Leaders from the Vietnam War Era

During Vietnam War we have witnesses several leaders from all the parties involved into the War. It would be quite impossible to focus on all the leaders of this period due to the limitations of this assignment. However, I will focus on few top level leaders, their roles and how they played crucial role in Vietnam War.

Ho Chi Minh: Growing up under the influence of his father who happens to be a hard line Nationalist, Ho Chi Minh left his country for France at early age. Learning about different culture and politics Ho eventually returned Vietnam in 1941 and actively got involved with the independence movement. Following the August Revolution in 1945 by Viet Minh, he became the Chairman of the Provisional Government. He ultimately declares the Independence of Democratic Republic of Vietnam. Regardless of this political affiliation with Communism, he supported United States during World War II with an intent to get help for their own independence. After WWII, Ho actively seek help of the U.S. but failed to gain trust from the Washington because of his close affiliation with Communism. However, Soviet Union and China later on helped him to fight back against the French and U.S eventually.

His intention to unify Vietnam was turned down because of Geneva Accord that ultimately made him the leader of North Vietnam, a communist led single party state. During 1950s, his political oppositions were suppressed and prosecuted caused a large number of deaths within the state.

He played key role behind the “Land Reform” in North Vietnam which ultimately cost many lives of Landlords. Even though later on his party regretted their action but that didn’t change their political image as a communist party. On his active participation People’s Army of Vietnam (PAVN) and Viet Cong(NLF of VC) was formed that led the guerilla war against the U.S. backed South Vietnam.He died in 1969, at the height of the War, thus he couldn’t see his independent Vietnam as he dreamt of. Undoubtedly one of the most prominent and influential figure who played key role behind the declaration of Independence of Vietnam.

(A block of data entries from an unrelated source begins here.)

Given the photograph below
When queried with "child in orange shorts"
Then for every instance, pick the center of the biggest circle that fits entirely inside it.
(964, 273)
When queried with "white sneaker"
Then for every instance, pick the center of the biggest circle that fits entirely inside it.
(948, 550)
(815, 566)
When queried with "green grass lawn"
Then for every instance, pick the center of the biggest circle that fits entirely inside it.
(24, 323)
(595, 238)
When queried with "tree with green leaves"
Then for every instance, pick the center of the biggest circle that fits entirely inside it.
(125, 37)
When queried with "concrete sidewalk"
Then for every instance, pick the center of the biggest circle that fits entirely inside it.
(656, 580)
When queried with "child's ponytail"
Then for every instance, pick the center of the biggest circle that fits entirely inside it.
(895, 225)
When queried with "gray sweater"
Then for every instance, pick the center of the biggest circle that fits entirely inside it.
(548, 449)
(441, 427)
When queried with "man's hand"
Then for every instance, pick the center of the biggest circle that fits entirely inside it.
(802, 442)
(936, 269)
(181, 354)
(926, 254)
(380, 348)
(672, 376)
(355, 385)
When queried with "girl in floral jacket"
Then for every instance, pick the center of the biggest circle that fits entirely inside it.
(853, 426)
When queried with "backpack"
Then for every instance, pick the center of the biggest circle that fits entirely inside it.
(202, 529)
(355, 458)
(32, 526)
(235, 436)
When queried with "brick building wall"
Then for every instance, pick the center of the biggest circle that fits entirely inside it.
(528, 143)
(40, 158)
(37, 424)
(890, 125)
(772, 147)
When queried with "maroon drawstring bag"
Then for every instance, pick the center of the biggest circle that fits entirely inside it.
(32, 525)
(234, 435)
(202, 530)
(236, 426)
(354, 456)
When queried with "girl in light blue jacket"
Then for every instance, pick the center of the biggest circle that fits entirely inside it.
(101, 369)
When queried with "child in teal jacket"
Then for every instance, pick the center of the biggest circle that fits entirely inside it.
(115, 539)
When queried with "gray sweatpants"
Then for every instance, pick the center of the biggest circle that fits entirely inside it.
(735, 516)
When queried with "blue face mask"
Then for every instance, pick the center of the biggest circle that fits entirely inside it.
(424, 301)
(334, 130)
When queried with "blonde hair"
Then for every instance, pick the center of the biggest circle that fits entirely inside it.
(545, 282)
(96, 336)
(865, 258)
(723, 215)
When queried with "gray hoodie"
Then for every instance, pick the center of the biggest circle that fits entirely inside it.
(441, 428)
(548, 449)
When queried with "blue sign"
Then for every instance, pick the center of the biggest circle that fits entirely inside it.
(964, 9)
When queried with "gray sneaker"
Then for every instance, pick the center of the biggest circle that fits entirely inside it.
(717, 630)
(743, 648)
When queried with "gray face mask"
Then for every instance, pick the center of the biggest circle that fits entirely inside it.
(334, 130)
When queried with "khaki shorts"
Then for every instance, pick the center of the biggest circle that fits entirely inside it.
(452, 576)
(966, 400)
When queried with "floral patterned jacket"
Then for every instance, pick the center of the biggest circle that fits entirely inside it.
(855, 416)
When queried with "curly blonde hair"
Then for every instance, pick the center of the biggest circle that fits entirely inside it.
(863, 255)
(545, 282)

Ngo Dinh Diem: Born in a well-educated family, Diem served Vietnam’s last emperor Bao Dai. His family converted to Catholicism as one of the earliest convert in Vietnam. Like Ho’s father, Diem’s father was a Nationalist. Interestingly, Ho and Diem both went to the same school but unlike Ho, Diem proved to be more successful in academic education. However, the only similarity between Ho and Diem is that they both were Nationalist with different political affiliation. Diem was hard line anticommunism support which later on became clearer with his military prosecution towards Communist sympathizers in the South.

After the Geneva Accords, Diem became the Prime Minister of South Vietnam and eventually became the President of South Vietnam replacing Bao Dai totally. During his tenure, he perused to re-build his state with nationalist sentiment and also co-operated with U.S. in many occasions. Even though his version of nation building remained to be fundamentally different from U.S. versions of nation building concept. He openly appreciated American help to build South Vietnam but it remained counterproductive against his ideology.

He played key role behind the huge North Vietnamese migration to the South, especially Catholics. Being the President of a Buddhist dominant nation he prosecuted Buddhist monks which eventually angered many South Vietnamese. Corruption, Autocratic nature and distributing power among his family members eventually led to a military coup and he got assassinated.

Leaders from the United States: It would be unfair to talk about any given individual from the United States. From Eisenhower, Johnson, Kennedy to Henry Kissinger, they all played their role as the President of the U.S. and continued their support for the U.S. troops in Vietnam. Their policy as to stop communism from spreading all over Asia remained same regardless of their political affiliations. However, Robert McNamara as a Defense secretary attracted more attention of mine than any other key figure during Vietnam War.

His role during Kennedy’s administration to support to increase American involvement in Vietnam, and on the other hand during Johnson’s tenure he urged to the President for peaceful solution remained questionable. His statistical analysis and metrics as a way to measure the effective of the War in terms "Body Counts" gave him more of a War Monger label later on. He tried to improve his image after leaving the office which eventually failed to restore anything.